My opinion on the topic:

  1. The exposure of Aave v2 Ethereum to CRV is too big, there should not be much doubt about it.
  2. There is not much reason to think that the big position of CRV is trying to execute anything against Aave. It is from a long-term user, who historically has been actively maintaining his collateralization. Even these days, checking on-chain activity is clear that he is trying to de-risk positions.
    Additionally, Curve is a pretty active project, with a big ecosystem around. It is not something measurable but sounds ridiculous for its founder (with huge exposure to it) to look for a liquidation.
  3. Market is how it is at the moment, and still, the HF is at acceptable levels. Obviously, the sheer size of the position is what creates the risk, but only looking at that is simplistic.
  4. Talking about how risk should have been controlled before, calling out some mechanisms of Aave v2 gives close to zero value. That is a conversation to have in parallel, but the effort now should be simply de-risking if desirable.

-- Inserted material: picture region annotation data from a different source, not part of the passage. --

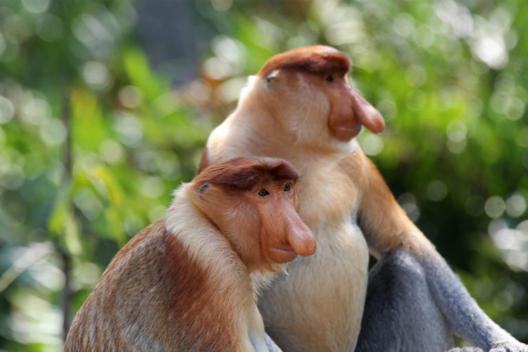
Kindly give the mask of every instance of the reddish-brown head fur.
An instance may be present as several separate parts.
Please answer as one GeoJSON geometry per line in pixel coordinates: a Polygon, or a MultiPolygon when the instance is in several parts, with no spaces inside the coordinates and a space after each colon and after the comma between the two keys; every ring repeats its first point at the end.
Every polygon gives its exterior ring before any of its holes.
{"type": "MultiPolygon", "coordinates": [[[[296,72],[306,74],[305,81],[311,87],[319,88],[326,95],[329,105],[326,118],[330,134],[340,141],[346,142],[359,134],[362,126],[375,133],[382,132],[385,126],[380,113],[351,87],[346,76],[351,67],[350,60],[343,53],[333,47],[314,45],[273,56],[264,64],[257,76],[267,80],[268,88],[273,92],[280,85],[289,85],[290,90],[305,89],[305,86],[292,84],[292,81],[298,78],[287,74],[296,72]],[[281,72],[286,74],[283,75],[283,79],[280,78],[281,72]],[[276,77],[278,79],[274,79],[276,77]]],[[[308,89],[305,91],[296,91],[294,96],[296,101],[288,102],[283,98],[284,92],[276,90],[280,95],[279,102],[285,105],[314,104],[317,100],[309,96],[312,93],[308,89]]],[[[292,115],[287,107],[283,107],[283,110],[286,114],[292,115]]],[[[316,111],[316,109],[311,110],[316,111]]],[[[296,118],[305,120],[303,113],[297,115],[300,116],[295,116],[296,118]]]]}
{"type": "Polygon", "coordinates": [[[295,49],[273,56],[261,69],[258,75],[265,78],[276,69],[297,69],[313,74],[340,72],[350,70],[350,60],[338,50],[324,45],[295,49]]]}
{"type": "Polygon", "coordinates": [[[197,176],[195,203],[250,271],[269,267],[315,252],[314,234],[297,214],[298,176],[279,159],[233,159],[197,176]]]}
{"type": "Polygon", "coordinates": [[[209,183],[248,190],[272,182],[295,181],[298,177],[292,165],[280,159],[236,157],[210,166],[207,172],[197,176],[194,184],[200,187],[209,183]]]}

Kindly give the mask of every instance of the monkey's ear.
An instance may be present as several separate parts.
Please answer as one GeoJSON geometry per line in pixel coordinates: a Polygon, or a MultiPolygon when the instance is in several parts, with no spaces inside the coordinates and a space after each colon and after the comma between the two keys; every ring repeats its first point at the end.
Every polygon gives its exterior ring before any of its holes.
{"type": "Polygon", "coordinates": [[[272,82],[272,80],[273,80],[273,78],[274,78],[278,74],[278,70],[275,69],[272,71],[269,75],[267,75],[267,77],[266,78],[266,80],[267,81],[267,87],[270,87],[270,84],[272,82]]]}
{"type": "Polygon", "coordinates": [[[365,100],[352,89],[352,105],[359,122],[374,133],[381,133],[385,129],[385,121],[376,108],[365,100]]]}

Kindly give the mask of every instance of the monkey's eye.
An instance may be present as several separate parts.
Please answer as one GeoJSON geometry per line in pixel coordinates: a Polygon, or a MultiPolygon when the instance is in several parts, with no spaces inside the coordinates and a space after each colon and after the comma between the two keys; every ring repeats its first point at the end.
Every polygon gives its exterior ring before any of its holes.
{"type": "Polygon", "coordinates": [[[332,76],[332,75],[331,75],[331,74],[329,74],[329,75],[327,76],[324,78],[324,80],[326,80],[327,82],[329,82],[331,83],[332,82],[333,82],[333,76],[332,76]]]}

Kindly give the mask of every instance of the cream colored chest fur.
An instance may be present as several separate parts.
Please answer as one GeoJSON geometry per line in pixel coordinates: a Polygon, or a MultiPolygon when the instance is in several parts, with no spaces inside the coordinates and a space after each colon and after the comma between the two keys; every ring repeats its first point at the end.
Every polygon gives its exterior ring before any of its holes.
{"type": "Polygon", "coordinates": [[[266,327],[274,330],[270,334],[287,351],[352,351],[368,264],[366,243],[355,222],[357,190],[330,165],[301,175],[300,214],[316,235],[317,250],[294,261],[289,275],[264,292],[259,308],[266,327]]]}

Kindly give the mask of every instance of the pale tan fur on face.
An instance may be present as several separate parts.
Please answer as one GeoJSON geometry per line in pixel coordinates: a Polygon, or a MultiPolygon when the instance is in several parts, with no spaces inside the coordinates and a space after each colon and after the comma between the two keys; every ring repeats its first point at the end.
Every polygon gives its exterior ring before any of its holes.
{"type": "Polygon", "coordinates": [[[433,248],[355,140],[332,137],[324,84],[324,75],[292,68],[278,69],[269,82],[250,78],[237,109],[209,137],[202,160],[207,165],[272,156],[300,174],[299,214],[316,235],[318,251],[294,261],[289,275],[274,281],[258,303],[267,332],[286,351],[353,351],[368,250],[379,257],[396,248],[417,256],[433,248]]]}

Regarding the proposed actions (and submitted AIP from @Gauntlet):

  • Freezing CRV on v2. The exposure to CRV collateral is too high on Aave v2, that is clear. But there is not really any mechanism to reduce (fast) that without a debt ceiling.
    Let’s assume the CRV position goes close to liquidation. At that point, the user can mobilize non-CRV funds to repay or refill CRV. Considering the current size of CRV in his positions, seems remote he has a meaningful % of it available to refill. That means that the additional exposure from that potential refilling will not really change much negatively to Aave, but can make a bit of difference in the user protecting his position.
    But if CRV gets frozen, he will not be able to refill.
    So AGAINST freezing.

  • LTV to 0 on Aave v2. LTV is a soft protection on Aave v2, with only Liquidation Threshold affecting Health Factor and influencing on the liquidation price. Changing LTV to 0 will disable new borrowings by average users, but doesn’t really change anything at the core.
    Fundamentally, feels just correct for CRV to not have additional borrowings associated, but in my opinion, makes not much difference.
    So ABSTAIN on LTV 0.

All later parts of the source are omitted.